Fagle's translation of THE ODYSSEY in the Penguin edition is an almost perfect act of publishing. The translation itself manages to be enormously readable, highly poetic, and extremely accurate, all at the same time. The Introduction by Bernard Knox should serve as a model for all scholars who are called upon to write critical introductions for classic works of literature. And the book design is is extraordinary; this edition of Homer's classic is easily one of the most attractive paperback books in my library. I had read this once before in translation (in the old Rieu version), and then later translated much of it in a second year Greek class. But in neither instance did I enjoy it as much as reading the Fagles's translation.Aristotle did not think that people should study philosophy too early in life, and perhaps that is also true of reading Homer. Part of me feels that we make a mistake in our education systems by making students read THE ODYSSEY before they are in a position to appreciate it. If one looks through the reviews here, a very large number of very negative reviews by a lot of high school students can be found. I find this unfortunate. In part I regret that we are forcing younger readers to read this book before they have fully matured as readers. Perhaps the book and the students themselves would be better served if we allowed them time to grow a bit more as readers before asking them to tackle Homer.THE ODYSSEY is so enormously enjoyable (at least for this adult reader) that it is easy to forget just how very old it is. What impresses me is how readable it is, despite its age. There are very, very few widely read works older than THE ILIAD and THE ODYSSEY. And the gap between how entertaining these works are and those that come before them is gigantic. Try reading THE EPIC OF GILGAMESH or even THE HESIOD and then turning to THE ODYSSEY, and one can grasp my point. This is a very, very old work of literature, but it wears its age lightly. In the end, the greatest praise one can pay THE ODYSSEY is the fact that it can be read for fun, and not just because it is a classic.

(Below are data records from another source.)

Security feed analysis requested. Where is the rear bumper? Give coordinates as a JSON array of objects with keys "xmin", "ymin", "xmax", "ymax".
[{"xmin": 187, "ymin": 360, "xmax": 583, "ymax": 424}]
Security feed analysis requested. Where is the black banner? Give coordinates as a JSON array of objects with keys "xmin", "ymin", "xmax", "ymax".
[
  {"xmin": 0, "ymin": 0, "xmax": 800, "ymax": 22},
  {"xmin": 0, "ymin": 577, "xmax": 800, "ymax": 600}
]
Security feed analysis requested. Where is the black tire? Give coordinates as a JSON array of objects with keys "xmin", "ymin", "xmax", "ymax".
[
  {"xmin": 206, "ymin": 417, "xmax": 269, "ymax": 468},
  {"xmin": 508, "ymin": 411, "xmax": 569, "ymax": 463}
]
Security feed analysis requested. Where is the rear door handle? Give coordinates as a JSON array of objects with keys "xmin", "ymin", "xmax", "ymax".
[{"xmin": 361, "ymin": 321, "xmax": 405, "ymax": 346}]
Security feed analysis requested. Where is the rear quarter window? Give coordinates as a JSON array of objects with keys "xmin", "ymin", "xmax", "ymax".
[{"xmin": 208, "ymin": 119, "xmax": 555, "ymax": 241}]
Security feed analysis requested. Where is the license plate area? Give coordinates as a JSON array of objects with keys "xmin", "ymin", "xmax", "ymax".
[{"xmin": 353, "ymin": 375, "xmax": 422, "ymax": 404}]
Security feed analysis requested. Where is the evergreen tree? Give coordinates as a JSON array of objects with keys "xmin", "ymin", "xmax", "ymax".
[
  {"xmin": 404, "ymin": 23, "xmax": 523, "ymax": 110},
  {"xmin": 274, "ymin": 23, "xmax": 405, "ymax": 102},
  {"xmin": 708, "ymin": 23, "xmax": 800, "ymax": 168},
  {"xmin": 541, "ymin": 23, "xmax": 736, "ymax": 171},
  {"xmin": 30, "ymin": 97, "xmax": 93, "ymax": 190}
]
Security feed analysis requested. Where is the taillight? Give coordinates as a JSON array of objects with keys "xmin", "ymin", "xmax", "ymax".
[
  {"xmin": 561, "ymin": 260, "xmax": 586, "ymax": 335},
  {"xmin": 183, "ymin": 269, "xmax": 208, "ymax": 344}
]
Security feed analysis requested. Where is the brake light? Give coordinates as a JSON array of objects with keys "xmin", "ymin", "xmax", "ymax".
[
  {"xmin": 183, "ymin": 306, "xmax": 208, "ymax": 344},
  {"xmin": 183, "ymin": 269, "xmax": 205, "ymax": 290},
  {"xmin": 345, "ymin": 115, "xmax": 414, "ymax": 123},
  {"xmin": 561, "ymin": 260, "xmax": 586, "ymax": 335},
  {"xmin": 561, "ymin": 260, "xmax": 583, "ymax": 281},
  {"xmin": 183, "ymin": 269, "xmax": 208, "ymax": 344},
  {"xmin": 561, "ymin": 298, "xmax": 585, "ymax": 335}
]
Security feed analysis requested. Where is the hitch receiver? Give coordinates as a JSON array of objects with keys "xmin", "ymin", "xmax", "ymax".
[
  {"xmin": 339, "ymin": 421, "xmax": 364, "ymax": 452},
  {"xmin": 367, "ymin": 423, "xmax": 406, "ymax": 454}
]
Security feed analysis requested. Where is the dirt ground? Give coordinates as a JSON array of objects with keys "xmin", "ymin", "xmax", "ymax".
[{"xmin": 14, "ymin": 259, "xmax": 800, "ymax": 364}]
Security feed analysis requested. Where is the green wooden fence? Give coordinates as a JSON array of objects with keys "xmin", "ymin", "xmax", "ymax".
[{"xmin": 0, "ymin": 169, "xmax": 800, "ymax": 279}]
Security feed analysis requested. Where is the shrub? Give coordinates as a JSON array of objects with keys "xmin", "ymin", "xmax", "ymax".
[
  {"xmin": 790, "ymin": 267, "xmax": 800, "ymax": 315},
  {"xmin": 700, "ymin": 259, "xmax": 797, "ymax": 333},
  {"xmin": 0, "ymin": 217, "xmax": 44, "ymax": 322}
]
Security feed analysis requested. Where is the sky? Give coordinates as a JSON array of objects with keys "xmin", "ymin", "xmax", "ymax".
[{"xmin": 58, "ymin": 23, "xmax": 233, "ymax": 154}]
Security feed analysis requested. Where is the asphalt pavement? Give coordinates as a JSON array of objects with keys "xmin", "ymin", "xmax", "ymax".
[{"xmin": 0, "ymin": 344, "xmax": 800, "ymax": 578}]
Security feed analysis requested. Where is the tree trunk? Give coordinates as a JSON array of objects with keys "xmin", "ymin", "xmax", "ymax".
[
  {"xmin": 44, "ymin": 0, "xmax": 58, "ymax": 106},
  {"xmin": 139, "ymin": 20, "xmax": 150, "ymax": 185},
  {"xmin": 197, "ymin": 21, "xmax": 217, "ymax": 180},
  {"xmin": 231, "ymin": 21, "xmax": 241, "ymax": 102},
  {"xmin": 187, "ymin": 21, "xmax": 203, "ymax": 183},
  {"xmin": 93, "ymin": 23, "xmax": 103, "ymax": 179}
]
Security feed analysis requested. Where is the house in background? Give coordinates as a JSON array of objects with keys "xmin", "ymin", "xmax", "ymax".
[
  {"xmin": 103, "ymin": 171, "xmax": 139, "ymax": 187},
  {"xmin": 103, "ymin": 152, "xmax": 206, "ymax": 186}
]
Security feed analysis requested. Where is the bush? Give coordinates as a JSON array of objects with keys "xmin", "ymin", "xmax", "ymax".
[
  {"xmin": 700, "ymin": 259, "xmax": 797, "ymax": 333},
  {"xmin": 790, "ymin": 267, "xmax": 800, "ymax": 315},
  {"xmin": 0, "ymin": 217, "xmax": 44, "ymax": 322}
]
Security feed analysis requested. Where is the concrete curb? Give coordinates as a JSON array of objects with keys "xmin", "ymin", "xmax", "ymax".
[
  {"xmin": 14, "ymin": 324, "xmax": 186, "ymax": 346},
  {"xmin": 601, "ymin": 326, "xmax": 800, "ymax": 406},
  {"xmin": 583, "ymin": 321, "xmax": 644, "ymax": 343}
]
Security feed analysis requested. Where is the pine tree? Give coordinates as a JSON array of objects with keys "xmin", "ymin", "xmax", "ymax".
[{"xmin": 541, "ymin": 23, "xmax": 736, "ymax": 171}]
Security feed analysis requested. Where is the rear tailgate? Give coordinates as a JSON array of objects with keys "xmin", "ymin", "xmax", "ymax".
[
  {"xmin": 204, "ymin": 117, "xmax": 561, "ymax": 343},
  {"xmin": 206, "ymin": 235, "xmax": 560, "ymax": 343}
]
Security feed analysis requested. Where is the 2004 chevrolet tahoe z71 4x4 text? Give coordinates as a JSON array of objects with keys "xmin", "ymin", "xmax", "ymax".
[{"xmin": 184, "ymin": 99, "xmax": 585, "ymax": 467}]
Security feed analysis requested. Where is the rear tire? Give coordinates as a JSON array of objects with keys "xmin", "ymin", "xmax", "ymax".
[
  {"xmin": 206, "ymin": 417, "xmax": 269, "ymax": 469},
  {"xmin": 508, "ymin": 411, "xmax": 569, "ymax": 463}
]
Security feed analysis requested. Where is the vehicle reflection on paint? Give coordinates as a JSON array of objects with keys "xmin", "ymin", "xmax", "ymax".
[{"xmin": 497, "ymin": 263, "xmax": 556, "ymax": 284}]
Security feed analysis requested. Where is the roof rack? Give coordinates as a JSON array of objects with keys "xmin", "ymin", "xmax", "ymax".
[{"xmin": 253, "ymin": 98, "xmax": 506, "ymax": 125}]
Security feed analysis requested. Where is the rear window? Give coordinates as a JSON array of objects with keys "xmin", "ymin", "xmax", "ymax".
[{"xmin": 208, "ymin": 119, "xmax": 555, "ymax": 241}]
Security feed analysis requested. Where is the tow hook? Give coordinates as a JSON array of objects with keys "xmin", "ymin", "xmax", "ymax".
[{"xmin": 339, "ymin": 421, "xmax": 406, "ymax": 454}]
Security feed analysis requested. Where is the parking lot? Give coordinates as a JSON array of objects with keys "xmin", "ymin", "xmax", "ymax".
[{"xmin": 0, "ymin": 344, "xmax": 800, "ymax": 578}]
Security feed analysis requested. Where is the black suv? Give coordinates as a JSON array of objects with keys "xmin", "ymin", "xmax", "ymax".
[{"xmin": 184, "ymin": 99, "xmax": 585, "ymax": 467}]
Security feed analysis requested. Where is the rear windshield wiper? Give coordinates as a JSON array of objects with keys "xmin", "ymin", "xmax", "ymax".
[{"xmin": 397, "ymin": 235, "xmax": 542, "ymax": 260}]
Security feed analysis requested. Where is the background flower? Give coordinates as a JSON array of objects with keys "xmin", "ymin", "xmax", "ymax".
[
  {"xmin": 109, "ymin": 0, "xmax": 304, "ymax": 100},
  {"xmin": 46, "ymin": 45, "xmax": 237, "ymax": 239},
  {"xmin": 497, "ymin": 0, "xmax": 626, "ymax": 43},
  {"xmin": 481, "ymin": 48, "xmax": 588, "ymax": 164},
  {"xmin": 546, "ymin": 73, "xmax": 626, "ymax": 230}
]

Most everybody knows about the Odyssey of Homer (the story and all that), so this review is about this particular translation by Stanley Lombardo. You have the classic English verse translations (Chapman, Pope, Cowper) and the classic prose translations (Butcher and Lang, Palmer), then you have the twentieth century crowd (Lattimore, Fitzgerald, Mandelbaum, Fagles, Rieu, Rouse, Shewring etc...) Some of these are verse and some prose, some literal and some poetic. Some are easy to read and some more difficult. Lombardo's translation of the Iliad and the Odyssey are somewhat unusual in that they are both verse and very clear and easy to read. Very much modern-day speech. Not that Fagles or Fitzgerald or Mandelbaum, for instance, (all verse translations) are difficult to read, but Lombardo's verse translation is really in a different category. His translations of the Iliad and the Odyssey sort of stand alone in their simple style and may be worth reading for that reason alone. I think also there is an unselfconsciousness in Lombardo's effort - and attitude - as well as a "very well then hang me, devils" confidence that comes through. Fresh, quick, engaging, spare, alive (typical words used by professional/academic reviewers for this translation...) An interesting touch by Lombardo is whenever Homer goes into one of his celebrated similes or metaphors Lombardo puts them into italics and sets them apart in the text. There are more of these in the Iliad than the Odyssey, but it is interesting to read them separate this way. He uses very much 'man on the street' expressions, and his verse reads very quickly, or, 'lightly' like a clear stream flowing easily over stones. I don't want to give the impression these are simplified versions of Homer's epics. They are real, unabridged translations. Serious translations, and though they are relatively new they seem to occupy a unique position in the gallery of English translations of Homer. They are worth aquiring for their uniqueness alone if you have the usual abiding interest and curiosity in new translations of Homer that most people develope who are drawn to these two epic poems.